A tit-for-tat cyberwar between Israelis and Arabs, a new twist on an age-old conflict, has so far involved nuisance credit-card hacks and denial-of-service attacks on Web sites, but could easily take a deadly turn if it escalates.
That's the warning of a top technology consultant after the anti-Israel hackers kicked it up a notch, taking on the national airline, a major bank and the Tel Aviv stock exchange in their bid to cause havoc in the Jewish state.
The denial-of-service attacks hit the stock exchange, El Al Israel Airlines, and the First International Bank of Israel, as well as two subsidiaries, Massad and Otzar Hahayal on Monday, MSNBC reported.
"As things become more connected, cars and planes could be hacked as well [as computers], resulting in potential damage that could make 9/11 look trivial by comparison," said Rob Enderle, principal analyst at the Enderle Group. "Think of a large number of connected cars with active accident avoidance suddenly turning right and stopping on a freeway, for instance.
"I expect these activities will increasingly become deadly as systems become more connected and the attacking groups move more sharply toward creating terror."
Monday's DoS attack comes on the heels of the Jan. 3 dumping of thousands of credit card numbers of Israeli citizens on a popular sports site. Saudi Arabian hackers, known as Group XP, believed to be tied to the international hacker group Anonymous, took responsibility for that attack and warned of more.
Shortly after that, a hacker who uses the nom de guerre oxOmar, believed to be a 19-year-old Saudi, posted credit card of 6,000 thousand Israelis online.
The hacks were an embarrassment for a country known for its technological prowess -- as well as its penchant for revenge. But the retaliation seemed to come from a non-government source. A group of Israeli hackers told the daily newspaper Yediot Acharanot, "If the leaks continue, we will cause severe damage to the privacy of Saudi citizens."
Then, an Israeli 17-year-old, identified as a member of the Israeli army intelligence but acting independently, told Israeli media that he released thousands of Saudi credit card numbers. He called himself OXOmer, a twist on the name of his nemesis, and said he was part of a group of hackers called Israel Defenders.
The government, at least publicly, is keeping out of it, with Deputy Foreign Minister Danny Ayalon saying in a statement published by Reuters that, "Just as the Israeli government has found answers for terrorism, we will find answers to this challenge...we call on Israeli citizens not to...act as vigilantes."
Raising the Stakes
Enderle said the back and forth would likely fuel a push for "draconian laws" to stop hacking.

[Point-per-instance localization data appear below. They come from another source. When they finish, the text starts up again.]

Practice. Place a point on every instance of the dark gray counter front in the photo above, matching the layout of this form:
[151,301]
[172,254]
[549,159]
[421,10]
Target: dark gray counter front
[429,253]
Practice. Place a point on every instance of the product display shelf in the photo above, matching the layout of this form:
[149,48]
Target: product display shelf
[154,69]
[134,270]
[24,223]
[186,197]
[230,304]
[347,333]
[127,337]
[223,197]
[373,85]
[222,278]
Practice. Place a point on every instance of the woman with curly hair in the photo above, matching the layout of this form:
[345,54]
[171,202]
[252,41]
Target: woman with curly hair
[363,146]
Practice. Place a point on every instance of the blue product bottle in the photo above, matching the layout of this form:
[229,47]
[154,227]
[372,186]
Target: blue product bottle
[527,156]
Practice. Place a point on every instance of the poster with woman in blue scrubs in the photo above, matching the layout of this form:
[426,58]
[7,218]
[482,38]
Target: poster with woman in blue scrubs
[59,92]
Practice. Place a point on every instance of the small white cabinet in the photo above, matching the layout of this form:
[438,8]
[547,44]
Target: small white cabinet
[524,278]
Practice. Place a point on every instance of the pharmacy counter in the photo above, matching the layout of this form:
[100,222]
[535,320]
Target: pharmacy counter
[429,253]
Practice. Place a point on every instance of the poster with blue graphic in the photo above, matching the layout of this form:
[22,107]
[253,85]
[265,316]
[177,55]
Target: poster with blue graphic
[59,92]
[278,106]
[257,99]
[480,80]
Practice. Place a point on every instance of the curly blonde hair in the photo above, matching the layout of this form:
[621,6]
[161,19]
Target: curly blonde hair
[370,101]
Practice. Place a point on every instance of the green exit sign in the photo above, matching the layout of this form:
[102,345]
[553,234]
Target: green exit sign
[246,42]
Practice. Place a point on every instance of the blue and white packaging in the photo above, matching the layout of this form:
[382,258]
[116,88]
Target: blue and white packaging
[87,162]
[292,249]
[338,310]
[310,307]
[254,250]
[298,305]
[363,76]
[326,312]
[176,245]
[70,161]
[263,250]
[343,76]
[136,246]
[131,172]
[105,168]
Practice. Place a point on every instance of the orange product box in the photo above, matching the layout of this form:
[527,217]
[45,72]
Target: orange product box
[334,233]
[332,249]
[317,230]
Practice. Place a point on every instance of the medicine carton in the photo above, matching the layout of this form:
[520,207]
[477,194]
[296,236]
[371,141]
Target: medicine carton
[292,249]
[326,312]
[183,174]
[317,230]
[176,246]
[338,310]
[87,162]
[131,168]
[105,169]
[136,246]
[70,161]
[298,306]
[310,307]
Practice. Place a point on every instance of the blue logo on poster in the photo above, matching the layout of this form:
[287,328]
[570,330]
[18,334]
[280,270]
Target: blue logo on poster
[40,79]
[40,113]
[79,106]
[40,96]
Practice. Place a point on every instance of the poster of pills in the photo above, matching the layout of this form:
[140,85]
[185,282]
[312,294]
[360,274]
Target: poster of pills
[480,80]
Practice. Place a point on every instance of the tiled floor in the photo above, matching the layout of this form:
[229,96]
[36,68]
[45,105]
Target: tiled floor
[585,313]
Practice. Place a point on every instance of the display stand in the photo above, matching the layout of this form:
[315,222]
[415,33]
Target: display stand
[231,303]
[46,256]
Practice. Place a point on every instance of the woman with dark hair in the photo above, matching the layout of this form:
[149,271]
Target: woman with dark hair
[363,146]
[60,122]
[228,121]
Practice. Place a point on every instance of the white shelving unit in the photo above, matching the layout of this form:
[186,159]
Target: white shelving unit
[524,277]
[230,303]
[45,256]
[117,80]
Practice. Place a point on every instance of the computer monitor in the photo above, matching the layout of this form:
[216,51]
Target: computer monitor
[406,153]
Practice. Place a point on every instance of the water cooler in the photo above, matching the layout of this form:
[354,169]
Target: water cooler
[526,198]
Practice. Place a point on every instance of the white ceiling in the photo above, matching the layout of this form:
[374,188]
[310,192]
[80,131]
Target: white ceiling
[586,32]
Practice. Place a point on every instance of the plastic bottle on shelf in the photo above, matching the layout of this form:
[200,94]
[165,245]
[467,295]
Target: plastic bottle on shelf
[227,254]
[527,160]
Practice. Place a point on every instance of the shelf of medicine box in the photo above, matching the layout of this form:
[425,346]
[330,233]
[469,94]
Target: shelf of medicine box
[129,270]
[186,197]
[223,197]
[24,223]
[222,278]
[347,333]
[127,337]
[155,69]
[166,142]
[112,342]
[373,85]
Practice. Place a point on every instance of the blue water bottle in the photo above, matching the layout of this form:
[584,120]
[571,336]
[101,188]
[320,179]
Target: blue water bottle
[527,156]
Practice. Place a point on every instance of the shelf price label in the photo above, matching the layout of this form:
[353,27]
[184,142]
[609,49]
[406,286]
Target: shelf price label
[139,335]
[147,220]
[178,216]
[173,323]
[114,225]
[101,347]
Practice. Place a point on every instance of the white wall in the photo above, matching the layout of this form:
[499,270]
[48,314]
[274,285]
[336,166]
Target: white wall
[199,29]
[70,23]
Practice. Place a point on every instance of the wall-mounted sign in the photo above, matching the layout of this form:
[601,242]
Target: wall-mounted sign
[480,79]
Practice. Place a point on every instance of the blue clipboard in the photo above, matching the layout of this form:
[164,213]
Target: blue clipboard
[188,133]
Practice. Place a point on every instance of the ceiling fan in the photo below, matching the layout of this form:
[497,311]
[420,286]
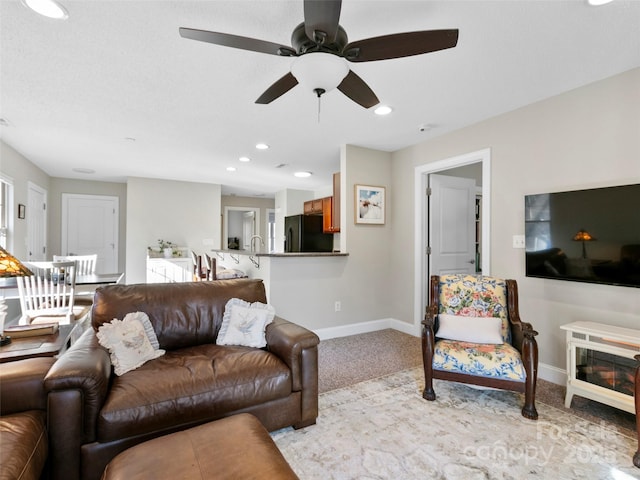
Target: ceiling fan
[321,46]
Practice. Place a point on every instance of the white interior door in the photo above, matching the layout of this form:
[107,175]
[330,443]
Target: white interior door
[248,229]
[90,225]
[36,216]
[452,225]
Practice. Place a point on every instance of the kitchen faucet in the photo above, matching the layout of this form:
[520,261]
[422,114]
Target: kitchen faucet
[253,237]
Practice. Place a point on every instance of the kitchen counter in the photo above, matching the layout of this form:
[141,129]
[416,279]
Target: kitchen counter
[282,254]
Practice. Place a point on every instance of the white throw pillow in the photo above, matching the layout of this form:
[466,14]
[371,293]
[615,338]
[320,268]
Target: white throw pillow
[245,323]
[229,273]
[470,329]
[128,344]
[148,328]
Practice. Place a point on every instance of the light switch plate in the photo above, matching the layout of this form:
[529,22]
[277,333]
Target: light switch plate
[518,241]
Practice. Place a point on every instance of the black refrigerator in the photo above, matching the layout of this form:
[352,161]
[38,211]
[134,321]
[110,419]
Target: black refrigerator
[303,233]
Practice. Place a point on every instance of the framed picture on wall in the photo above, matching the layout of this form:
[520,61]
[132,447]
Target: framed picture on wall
[370,205]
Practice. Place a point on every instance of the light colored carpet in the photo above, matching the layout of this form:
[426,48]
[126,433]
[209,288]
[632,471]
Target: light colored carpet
[384,429]
[344,361]
[348,360]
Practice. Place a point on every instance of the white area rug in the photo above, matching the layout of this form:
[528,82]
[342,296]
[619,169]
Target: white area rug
[384,429]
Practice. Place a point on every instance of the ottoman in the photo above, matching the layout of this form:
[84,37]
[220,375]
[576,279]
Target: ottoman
[236,447]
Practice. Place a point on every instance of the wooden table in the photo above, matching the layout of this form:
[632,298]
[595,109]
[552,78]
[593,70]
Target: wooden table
[40,346]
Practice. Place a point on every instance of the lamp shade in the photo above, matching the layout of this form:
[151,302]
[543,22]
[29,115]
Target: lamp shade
[319,70]
[583,236]
[10,266]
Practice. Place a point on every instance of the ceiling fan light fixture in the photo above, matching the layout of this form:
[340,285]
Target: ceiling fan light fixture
[319,70]
[47,8]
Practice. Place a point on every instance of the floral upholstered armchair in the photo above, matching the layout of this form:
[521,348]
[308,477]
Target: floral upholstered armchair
[472,333]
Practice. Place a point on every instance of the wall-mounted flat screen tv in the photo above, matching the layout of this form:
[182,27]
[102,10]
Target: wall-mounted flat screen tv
[585,235]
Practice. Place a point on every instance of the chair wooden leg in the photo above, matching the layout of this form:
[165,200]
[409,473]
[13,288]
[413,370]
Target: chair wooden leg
[530,360]
[427,362]
[636,457]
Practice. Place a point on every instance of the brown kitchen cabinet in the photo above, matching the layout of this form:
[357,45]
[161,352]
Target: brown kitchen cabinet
[313,207]
[327,216]
[328,207]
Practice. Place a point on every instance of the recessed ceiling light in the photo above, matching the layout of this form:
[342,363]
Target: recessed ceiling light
[383,110]
[48,8]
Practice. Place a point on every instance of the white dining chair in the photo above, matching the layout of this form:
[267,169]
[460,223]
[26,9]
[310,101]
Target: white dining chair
[85,264]
[47,296]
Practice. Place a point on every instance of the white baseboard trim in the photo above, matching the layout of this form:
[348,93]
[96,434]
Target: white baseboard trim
[552,374]
[365,327]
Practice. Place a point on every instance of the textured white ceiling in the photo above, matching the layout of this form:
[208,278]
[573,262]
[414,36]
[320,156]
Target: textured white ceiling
[72,91]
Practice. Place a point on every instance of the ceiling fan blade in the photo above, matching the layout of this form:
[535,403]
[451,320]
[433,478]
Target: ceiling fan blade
[322,16]
[400,45]
[236,41]
[279,88]
[357,90]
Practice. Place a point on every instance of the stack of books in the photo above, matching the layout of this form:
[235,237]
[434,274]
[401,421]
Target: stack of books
[21,331]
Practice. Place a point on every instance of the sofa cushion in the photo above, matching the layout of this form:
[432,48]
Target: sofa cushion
[191,385]
[23,445]
[182,314]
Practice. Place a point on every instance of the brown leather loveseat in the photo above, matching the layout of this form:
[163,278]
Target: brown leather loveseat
[94,414]
[23,418]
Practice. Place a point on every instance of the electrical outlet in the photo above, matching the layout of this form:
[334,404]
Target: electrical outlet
[518,241]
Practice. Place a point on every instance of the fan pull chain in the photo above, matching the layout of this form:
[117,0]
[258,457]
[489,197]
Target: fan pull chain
[319,92]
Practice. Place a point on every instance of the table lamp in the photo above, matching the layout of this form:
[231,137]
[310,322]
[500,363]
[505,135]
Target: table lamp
[10,266]
[583,236]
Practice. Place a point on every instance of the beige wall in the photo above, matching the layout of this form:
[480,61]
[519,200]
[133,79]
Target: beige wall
[184,213]
[588,137]
[21,171]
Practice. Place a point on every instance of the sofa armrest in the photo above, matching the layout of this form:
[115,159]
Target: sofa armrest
[298,348]
[288,341]
[21,385]
[77,385]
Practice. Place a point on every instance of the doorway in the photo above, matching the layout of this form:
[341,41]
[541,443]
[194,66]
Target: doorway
[36,213]
[422,220]
[90,225]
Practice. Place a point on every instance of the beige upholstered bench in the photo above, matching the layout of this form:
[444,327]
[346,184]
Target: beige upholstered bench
[236,447]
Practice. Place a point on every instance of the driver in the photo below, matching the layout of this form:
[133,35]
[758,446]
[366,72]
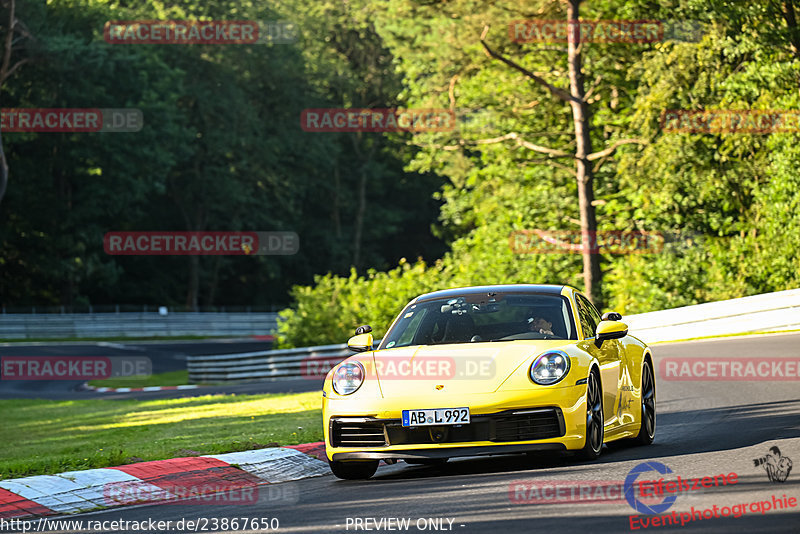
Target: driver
[540,325]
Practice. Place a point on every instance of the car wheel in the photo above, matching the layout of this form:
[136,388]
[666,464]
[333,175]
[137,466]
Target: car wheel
[648,429]
[426,461]
[355,470]
[594,418]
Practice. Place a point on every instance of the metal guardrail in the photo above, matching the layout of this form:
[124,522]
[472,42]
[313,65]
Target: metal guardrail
[77,325]
[304,362]
[759,313]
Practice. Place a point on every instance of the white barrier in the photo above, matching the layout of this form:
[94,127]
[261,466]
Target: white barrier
[759,313]
[137,324]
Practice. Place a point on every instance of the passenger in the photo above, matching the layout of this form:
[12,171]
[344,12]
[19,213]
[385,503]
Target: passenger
[540,325]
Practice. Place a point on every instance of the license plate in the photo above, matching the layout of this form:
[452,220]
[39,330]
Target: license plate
[435,417]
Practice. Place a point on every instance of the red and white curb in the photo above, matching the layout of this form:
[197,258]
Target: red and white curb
[231,478]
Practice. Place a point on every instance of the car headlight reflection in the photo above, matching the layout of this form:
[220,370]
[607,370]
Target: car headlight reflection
[347,378]
[549,368]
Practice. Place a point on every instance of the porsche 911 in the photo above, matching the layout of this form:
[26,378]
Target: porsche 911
[488,370]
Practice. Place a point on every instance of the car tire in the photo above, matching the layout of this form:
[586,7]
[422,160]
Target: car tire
[426,461]
[648,394]
[594,418]
[354,470]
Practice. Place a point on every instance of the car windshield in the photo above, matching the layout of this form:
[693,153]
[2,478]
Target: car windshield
[482,318]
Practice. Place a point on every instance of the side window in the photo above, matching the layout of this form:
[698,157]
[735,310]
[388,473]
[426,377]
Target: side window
[594,313]
[588,323]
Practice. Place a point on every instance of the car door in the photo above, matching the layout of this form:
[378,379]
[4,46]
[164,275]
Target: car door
[609,357]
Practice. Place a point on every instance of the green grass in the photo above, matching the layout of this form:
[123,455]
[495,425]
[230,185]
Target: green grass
[171,378]
[45,436]
[116,338]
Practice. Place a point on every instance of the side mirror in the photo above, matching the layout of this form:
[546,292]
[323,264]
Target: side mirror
[360,342]
[610,330]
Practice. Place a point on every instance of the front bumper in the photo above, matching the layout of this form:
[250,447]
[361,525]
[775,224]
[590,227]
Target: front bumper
[500,423]
[449,452]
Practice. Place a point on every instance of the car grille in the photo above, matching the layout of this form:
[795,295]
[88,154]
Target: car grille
[537,424]
[512,425]
[357,433]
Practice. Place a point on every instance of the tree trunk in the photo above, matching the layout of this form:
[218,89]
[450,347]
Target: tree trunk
[582,121]
[3,170]
[194,283]
[359,222]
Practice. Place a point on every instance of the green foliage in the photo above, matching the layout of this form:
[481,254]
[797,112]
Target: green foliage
[728,202]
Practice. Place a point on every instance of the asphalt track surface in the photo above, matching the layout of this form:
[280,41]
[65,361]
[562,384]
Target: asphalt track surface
[703,429]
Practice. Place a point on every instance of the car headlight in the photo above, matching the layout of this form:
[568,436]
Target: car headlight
[550,367]
[347,378]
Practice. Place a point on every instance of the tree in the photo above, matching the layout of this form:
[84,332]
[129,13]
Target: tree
[583,155]
[16,35]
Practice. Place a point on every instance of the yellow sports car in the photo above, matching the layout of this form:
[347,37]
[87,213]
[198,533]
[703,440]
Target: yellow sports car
[488,370]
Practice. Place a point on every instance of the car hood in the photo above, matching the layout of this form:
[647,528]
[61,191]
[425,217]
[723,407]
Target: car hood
[460,368]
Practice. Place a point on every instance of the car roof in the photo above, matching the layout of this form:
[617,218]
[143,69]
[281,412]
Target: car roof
[548,289]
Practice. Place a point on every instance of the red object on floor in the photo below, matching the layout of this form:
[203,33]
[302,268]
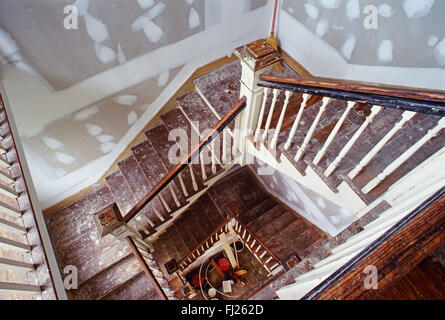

"Israel is already moving to make these [hackings qualify as] terrorist acts and that will raise dramatically both enforcement and punishment for them," he said. "Those of us in the community have been warning for some time that this was a likely outcome, but methods to protect against it apparently weren't getting enough attention to get the critical funding. That appears to be changing very rapidly and this new battlefield is likely to become much harder fought in the near term future as a result. "
Last week, Ayalon said, "Israel has active capabilities for striking at those who are trying to harm it, and no agency or hacker will be immune from retaliatory action."
In May 2010, the United States established its Cyber Command, a division of Strategic Command, to "ensure U.S./Allied freedom of action in cyberspace and deny the same to our adversaries."